As questões que estão em debate no Chile, no intervalo entre a suspensão das manifestações e a convocação de uma Constituinte, são as mesmas que afligem o mundo ocidental, em especial países em desenvolvimento, onde a insegurança pública mistura-se à insegurança econômica.
Da classe média precarizada e com receio do futuro aos jovens, setores fundamentais nas manifestações formidáveis que aconteceram nas grandes cidades chilenas, há uma gama enorme de anseios e angústias que são comuns no mundo atual.

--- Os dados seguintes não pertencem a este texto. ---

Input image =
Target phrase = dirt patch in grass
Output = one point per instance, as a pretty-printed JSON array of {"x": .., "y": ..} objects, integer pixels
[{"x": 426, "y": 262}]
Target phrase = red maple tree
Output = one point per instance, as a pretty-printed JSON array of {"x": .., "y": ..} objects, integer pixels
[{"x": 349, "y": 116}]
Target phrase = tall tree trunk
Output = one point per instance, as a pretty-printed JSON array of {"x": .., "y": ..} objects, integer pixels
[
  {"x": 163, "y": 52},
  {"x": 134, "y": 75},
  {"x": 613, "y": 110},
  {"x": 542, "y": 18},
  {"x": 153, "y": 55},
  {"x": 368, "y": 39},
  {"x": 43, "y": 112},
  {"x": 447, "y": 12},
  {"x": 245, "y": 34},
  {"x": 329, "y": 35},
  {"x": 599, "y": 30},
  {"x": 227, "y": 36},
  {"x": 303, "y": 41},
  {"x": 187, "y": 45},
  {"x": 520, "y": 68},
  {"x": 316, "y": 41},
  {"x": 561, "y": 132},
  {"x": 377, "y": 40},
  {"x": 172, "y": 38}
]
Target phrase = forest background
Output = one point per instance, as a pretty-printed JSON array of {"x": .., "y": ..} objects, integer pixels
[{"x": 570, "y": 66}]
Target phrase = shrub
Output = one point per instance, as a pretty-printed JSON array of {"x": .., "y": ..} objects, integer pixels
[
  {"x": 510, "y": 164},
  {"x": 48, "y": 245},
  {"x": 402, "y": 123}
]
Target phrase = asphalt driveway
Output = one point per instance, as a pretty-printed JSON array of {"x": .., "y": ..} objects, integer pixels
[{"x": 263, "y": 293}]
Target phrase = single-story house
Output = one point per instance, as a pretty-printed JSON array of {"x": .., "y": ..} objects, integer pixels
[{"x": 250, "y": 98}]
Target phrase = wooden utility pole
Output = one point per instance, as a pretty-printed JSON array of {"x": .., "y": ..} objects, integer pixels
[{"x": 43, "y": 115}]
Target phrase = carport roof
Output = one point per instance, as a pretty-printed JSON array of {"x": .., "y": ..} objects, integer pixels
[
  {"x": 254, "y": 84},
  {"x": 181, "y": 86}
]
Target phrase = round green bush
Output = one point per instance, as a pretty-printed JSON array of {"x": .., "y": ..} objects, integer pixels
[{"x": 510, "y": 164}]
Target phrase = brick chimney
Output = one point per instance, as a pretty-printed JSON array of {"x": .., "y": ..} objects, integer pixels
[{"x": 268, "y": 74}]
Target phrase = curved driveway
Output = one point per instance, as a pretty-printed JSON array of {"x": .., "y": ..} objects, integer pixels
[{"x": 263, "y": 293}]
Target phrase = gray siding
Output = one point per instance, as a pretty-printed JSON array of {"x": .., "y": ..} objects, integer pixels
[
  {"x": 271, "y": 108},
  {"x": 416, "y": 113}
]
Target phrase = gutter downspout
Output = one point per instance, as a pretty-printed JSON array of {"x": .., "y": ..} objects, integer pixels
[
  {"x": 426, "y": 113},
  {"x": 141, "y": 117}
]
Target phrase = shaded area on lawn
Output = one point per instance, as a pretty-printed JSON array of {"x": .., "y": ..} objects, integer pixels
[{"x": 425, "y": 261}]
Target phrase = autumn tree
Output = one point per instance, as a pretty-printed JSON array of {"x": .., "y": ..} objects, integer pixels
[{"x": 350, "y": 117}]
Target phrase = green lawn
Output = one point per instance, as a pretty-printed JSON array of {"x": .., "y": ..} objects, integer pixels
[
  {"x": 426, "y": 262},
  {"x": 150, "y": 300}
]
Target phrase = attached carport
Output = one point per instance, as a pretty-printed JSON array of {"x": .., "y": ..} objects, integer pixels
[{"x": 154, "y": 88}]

O psicanalista Joel Birman diz que a angústia psíquica surge sempre que se entra num processo rápido de modernização do espaço social. Essas mudanças provocam um grande mal-estar, pela desestruturação de valores tradicionais e o surgimento de novos valores que levam a mudanças nos campos estético, erótico, alimentar, vestimentário, familiar.
No Chile, como já vimos em outros lugares na última década, as redes sociais tiveram papel fundamental na convocação das manifestações e na disseminação de ressentimentos, especialmente por parte da juventude. O fenômeno dos “nem-nem”, jovens que nem trabalham nem estudam, presente também entre nós, teve especial destaque nas manifestações, algumas violentas, que ocorreram no Chile.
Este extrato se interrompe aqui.